Do all acounts in my segment get model ratings?
Not always. If you built the segment so that all accounts in it are right for the selling situation, then all accounts will be rated bu the Cross-sell model. On the other hand, you can also use Cross-sell ratings to surface the right targets for your selling situation from within a larger segment.
The following accounts in a segment will not get Cross-sell scores or ratings:
- Accounts that do not have any transactions in the system.
- Accounts that do not fit the selling situation, e.g. for the First Purchase mode, any accounts that have already purchased will not get model ratings.
When exporting model ratings, accounts that are not rated will have an empty rating.
When are account ratings updated?
Each time the Data Processing & Analysis job runs, all ratings for all active models are refreshed:
- Target accounts in the segment are updated.
- The updated target accounts are assigned new scores and ratings.
- The new scores and ratings are available in My Data.
- The Model Dashboard will show the updated ratings in the Lift chart.
If the updated ratings show a performance decline, try using the Remodel function to train a new model iteration that is also up to date with your data.
When can I update my rating buckets?
You can update the settings for your rating buckets any time. Keep in mind that the new rating buckets will be applied after the next Data Processing & Analysis job completes.
Update the rating buckets to adjust the number of targets receiving top ratings. This way, you can get the exact campaign membership you need to optimize budget and capacity.
What does Lift mean in Rev.Up?
A Lift for a rating bucket is a measure of how a given rating will perform compared to the average performance against the full set of targets. The average lift is always 1.0x. Lift is displayed for each rating bucket.
- For Likely to Buy models, Lift is the estimated conversion probability factor, compared to all targets.
- For Likely Amount of Spend models, lift is the factor of weighted revenue in the rating bucket, compared to all targets.
How can I use model ratings in workflows?
There are several important ways you can use model ratings:
- Use ratings to create new highly targeted segments by adding rating attributes to segment queries.
- Use ratings when defining the rating rules of a rule-based model to combine predictive dimensions within a campaign.
- Use ratings within a Play to launch a sales campaign through BIS.
For items 1 and 2, note that ratings may have only one level of dependency. Deeper nesting is not supported.
How does Rev.Up compute buying propensity?
Rev.Up uses binary classification modeling to predict buying probability (likely to buy).

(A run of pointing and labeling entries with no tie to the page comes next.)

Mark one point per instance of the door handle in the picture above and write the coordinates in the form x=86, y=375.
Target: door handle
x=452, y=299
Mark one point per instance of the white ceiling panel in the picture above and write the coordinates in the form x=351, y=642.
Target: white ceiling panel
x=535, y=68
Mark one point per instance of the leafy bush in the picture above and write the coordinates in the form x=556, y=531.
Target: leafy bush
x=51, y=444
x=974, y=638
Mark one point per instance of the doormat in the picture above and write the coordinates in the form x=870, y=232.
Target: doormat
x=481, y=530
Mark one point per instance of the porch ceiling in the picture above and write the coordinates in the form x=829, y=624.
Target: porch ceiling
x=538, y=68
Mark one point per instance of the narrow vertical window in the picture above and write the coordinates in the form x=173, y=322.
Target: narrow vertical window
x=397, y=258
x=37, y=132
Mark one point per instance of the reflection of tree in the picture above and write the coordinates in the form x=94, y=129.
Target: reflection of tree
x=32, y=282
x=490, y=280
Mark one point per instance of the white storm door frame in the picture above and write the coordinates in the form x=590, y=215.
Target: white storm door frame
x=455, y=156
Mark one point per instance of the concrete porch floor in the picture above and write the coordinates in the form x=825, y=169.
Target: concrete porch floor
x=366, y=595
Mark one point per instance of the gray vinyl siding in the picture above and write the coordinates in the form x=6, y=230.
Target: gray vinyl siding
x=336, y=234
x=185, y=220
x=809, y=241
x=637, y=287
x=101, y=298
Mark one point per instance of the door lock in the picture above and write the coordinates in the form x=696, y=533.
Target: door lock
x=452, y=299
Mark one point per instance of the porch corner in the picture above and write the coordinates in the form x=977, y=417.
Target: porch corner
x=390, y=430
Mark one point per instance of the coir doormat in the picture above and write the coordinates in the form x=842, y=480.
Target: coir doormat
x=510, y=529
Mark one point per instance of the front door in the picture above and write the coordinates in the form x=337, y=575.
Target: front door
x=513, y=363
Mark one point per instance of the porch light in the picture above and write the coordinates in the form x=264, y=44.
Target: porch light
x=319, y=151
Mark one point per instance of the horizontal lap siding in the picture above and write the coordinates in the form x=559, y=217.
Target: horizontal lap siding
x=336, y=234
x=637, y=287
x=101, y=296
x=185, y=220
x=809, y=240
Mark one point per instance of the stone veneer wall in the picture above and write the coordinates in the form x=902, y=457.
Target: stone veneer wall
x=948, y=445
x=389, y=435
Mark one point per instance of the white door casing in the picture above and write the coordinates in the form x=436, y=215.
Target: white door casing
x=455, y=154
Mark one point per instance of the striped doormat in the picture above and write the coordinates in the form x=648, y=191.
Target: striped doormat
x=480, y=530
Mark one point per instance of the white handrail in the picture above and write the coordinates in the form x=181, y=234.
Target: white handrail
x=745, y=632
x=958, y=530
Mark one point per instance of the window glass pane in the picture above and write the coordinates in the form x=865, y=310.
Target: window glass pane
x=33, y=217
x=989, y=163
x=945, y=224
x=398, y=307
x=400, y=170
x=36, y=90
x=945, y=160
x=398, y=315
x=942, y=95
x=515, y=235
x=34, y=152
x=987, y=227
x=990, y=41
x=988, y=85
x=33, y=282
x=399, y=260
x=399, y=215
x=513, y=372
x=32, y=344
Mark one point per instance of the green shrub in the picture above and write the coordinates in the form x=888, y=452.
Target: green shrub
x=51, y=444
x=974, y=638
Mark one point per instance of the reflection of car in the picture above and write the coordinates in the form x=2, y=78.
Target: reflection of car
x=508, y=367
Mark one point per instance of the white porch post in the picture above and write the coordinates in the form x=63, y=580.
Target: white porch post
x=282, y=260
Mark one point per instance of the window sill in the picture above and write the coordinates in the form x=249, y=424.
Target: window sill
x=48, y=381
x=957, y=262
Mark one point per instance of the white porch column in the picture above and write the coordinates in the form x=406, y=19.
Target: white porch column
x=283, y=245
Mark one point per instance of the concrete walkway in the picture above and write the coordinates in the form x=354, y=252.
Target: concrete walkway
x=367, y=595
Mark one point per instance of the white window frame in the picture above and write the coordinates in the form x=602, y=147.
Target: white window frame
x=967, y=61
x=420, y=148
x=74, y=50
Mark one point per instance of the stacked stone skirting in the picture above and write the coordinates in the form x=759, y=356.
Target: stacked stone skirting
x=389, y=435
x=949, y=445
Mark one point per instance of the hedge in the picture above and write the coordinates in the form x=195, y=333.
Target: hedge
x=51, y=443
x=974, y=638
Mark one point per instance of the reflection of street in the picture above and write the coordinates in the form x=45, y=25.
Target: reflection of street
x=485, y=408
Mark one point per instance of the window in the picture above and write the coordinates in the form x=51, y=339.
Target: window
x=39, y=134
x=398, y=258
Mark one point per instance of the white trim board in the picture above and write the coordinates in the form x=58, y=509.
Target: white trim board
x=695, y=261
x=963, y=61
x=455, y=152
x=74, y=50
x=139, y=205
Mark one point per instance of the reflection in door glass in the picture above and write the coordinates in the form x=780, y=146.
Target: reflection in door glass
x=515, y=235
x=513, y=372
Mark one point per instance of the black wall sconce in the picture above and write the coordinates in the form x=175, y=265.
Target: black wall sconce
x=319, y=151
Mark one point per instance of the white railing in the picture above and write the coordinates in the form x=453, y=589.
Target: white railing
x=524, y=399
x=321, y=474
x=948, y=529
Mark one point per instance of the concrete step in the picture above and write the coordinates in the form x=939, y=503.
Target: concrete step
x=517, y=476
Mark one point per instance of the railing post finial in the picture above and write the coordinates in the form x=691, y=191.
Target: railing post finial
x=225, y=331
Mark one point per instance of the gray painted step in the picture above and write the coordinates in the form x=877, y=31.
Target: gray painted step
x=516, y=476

How do I use revenue modeling to predict the likely amount of spend?
To combine revenue modeling in with propensity modeling, choose "Likely Amount of Spend" in the Prioritization step when creating a Cross-sell model. This will use buying propensity model combined with a regression model for revenue forecasting. Scores from the two models are combined to generate a weighted revenue forecast for prioritization.
What are the Cross-sell model training options?
When creating a Cross-sell model, the Training step shows several settings that can be used to engineer the training data for your specific situation.
These settings are:
- "Only use successes where spend in the month was...". This setting removes purchases from learning that do not meet the spending criteria. Use this when the Product Bundle pricing varies widely to focus the model on the business you are looking for.
- "Only use successes where quantity bought in the month was...". This setting removes purchases from learning that do not meet the quantity criteria. Use this when purchase quantity for the Product Bundle varies widely to focus the model on the business you are looking for.
- "When modeling, only use historical records from the last...". This Setting only uses the training data with the selected recency. Use this when something significant changed in the past (with account, transaction or product tracking), and you do not want to use older data in model training.
- "Let me model on a similar segment". This setting uses a separate filter for model training, but still rates the original segment. Data scientists use this to have better control over the training data.
"Let me model on similar products". This setting replaces the actual Product Bundle in your selling situation with a different Bundle that is used just for model training. The actual Bundle is still used for selecting target accounts. Data scientists use this when there is insufficient data to train the model based on the actual Bundle, so a similar one with fuller history is used instead.
How many purchases do I need in the training data?
You must have at least 50 First Purchases or Repeat Purchases to learn from. If you proceed with fewer, the model creation will fail.